Magic Systems and the Wizardsroman
Last week The Guardian published one of those laments for the death of the novel that seem to be contractually mandatory for writers at a certain stage of their career. (Or at least a significant option—at page 73 on the Book of Life you find the prompt: “Do you lament the death of the novel? TURN TO PAGE 44.”) Anyway, I won’t link the piece because I’m not here to engage with it beyond tipping my hat to recognize that Will Self, the author in question, committed a random act of genius when he referred to a Certain Kind of Fiction as the “kidult boywizardsroman.”
He meant this as dismissive wit, sure, but the phrase crystallized a number of long-suspended thoughts about magic, and especially magic systems—which crystal I’ll try to share with you today. Be careful, though. It’s fragile, and tends to crumble.
Magic is an awkward subject for fantasy writers, which might seem strange since it defines the genre, especially by contrast with SF: you have wizard books, and then you have spaceship books. (Though my personal favorite are the wizard-spaceship books.) But some authors believe magic is best left as a mysterious and grand force, while others believe magic only works when rigorously systematized. I’ve heard passionate arguments on both sides. Without systems you have no dramatic tension! Systems sap wonder! That’s why I love boywizardsroman—which might be better rendered as wizardsroman since there’s nothing inherently male about the form.

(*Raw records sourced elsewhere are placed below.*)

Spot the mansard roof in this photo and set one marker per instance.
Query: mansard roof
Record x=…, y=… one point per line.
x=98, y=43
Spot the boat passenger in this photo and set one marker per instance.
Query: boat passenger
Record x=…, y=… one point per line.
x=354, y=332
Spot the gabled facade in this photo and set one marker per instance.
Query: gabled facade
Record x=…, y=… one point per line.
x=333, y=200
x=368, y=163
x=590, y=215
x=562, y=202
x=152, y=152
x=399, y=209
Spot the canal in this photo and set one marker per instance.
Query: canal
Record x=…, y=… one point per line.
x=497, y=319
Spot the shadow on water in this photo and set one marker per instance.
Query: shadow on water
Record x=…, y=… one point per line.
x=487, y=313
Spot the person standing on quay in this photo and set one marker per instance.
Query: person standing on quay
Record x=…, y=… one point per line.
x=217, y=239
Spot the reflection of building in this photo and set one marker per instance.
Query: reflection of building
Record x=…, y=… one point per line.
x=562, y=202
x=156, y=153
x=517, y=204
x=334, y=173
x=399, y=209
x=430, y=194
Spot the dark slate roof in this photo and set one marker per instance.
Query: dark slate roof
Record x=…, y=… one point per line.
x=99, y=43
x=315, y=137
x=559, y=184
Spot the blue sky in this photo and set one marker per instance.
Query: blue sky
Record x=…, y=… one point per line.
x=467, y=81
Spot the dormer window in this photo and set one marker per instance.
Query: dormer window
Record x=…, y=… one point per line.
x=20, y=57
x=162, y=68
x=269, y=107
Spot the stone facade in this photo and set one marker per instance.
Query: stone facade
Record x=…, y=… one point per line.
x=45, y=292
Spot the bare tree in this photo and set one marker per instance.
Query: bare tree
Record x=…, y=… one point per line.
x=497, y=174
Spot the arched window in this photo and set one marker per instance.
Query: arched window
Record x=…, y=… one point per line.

Bildungsroman means “formation story”—it’s the tale of a person learning the ropes of the society in which she finds herself, and growing to social prominence. (Or utter failure; Jude the Obscure is a bit of an antibildungsroman, following the accepted form in reverse.) If we go with Joseph Campbell and accept that the Hero’s Journey monomyth represents an inner voyage toward self-acceptance and initiation into society, then the bildungsroman is the outward mirror of that inner journey. Levin in Anna K. staggers toward manhood—and inside, he’s chasing the Firebird. Ulysses isn’t quite a bildungsroman, but it operates on the same theory: let’s assume the Odyssey happens on a mythic dimension inside its real characters. What is that story?
If monomyth’s the lining and bildungsroman the jacket, then magic, on the inner level, represents no more & no less than the ability to operate effectively in the outer world.
Thinking about magic in this way explains the irresolvable conflict between system and mystery. It’s nothing more (and nothing less!) than the constant pull-and-tug between phenomena and internal state we feel as we wander through life.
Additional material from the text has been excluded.